Here is my CVX code, but it failed with the error: Illegal operation: log( {convex} ).

M = 10;
v = [18;6];
cvx_begin quiet
variables a2
variables p(2,1)
maximize a2
subject to
a2 <= sum( log(sqrt(p.*v.*(1-p+v)))/log(2) + log((p-1).^2)/log(2) );
sum(p) <= 10;
p >= 0.001;
p <= v;
cvx_end

log(sqrt(p.*v.*(1-p+v))) is a concave function and log((p-1).^2) is also concave, whose second derivative is -2/(-1 + p)^2. However, my code failed with the error “Illegal operation: log( {convex} )”.

I deleted the log((p-1).^2) part, and the optimization problem can be solved.

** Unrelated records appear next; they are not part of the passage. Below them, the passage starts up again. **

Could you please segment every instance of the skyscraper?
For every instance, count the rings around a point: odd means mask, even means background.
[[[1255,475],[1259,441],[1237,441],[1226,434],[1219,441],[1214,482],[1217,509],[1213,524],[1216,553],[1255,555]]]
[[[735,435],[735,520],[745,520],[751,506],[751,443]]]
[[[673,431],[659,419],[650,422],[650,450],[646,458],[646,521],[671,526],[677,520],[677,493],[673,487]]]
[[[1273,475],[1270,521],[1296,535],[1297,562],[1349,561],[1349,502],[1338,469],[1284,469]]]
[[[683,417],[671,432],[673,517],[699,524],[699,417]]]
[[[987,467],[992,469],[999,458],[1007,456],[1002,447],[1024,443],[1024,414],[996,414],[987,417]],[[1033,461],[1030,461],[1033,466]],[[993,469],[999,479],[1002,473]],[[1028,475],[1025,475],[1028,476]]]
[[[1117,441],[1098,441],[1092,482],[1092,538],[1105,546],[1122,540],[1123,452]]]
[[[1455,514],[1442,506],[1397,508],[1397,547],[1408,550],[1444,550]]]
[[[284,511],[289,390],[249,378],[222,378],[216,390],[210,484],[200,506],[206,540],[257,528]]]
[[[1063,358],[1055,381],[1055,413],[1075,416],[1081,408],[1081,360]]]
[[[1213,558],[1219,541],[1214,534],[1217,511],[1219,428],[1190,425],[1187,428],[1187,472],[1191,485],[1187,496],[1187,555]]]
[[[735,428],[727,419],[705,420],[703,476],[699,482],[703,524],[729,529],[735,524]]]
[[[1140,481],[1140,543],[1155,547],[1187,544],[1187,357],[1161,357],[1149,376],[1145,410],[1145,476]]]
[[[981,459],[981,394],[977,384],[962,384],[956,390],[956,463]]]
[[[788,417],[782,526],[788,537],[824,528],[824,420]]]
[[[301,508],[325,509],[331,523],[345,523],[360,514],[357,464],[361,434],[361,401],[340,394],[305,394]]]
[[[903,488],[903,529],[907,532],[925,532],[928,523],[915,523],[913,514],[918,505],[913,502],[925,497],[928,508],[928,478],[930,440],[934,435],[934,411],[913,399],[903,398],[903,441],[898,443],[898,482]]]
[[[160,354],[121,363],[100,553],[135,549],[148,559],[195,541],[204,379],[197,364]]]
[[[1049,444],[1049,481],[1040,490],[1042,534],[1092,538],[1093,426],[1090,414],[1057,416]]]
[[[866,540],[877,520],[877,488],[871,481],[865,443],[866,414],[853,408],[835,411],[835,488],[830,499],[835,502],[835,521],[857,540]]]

In addition, I transformed the log((p-1).^2) part into 2*log(p-1), it also works with p>1. But p is greater than 0 in the original problem. When I let M=1, it failed again.

So how to express the problem or rewrite log((p-1).^2) properly in CVX?
I really appreciate your generous help.

Thanks for your reply! But p is a two-dimensional variable in my problem. Sorry for misleading you with my inaccurate description above. In some situations, such as v=[1000,0.3], the optimal p obtained by exhaustive searching is p=[9.7,0.3], which can not be solved by my code with 2*log(p-1) or 2*log(1-p) . I don’t know how to deal with it. Thanks again for your help.

You could still use basically the same idea, except there would be 4 separate problems, one for each combination of each of the 2 elements of p being >= 1 or <= 1. You can write out the terms explicitly, rather than using sum, in order to accommodate the mixed cases of one element of p being >= 1 while the other element of p is <= 1.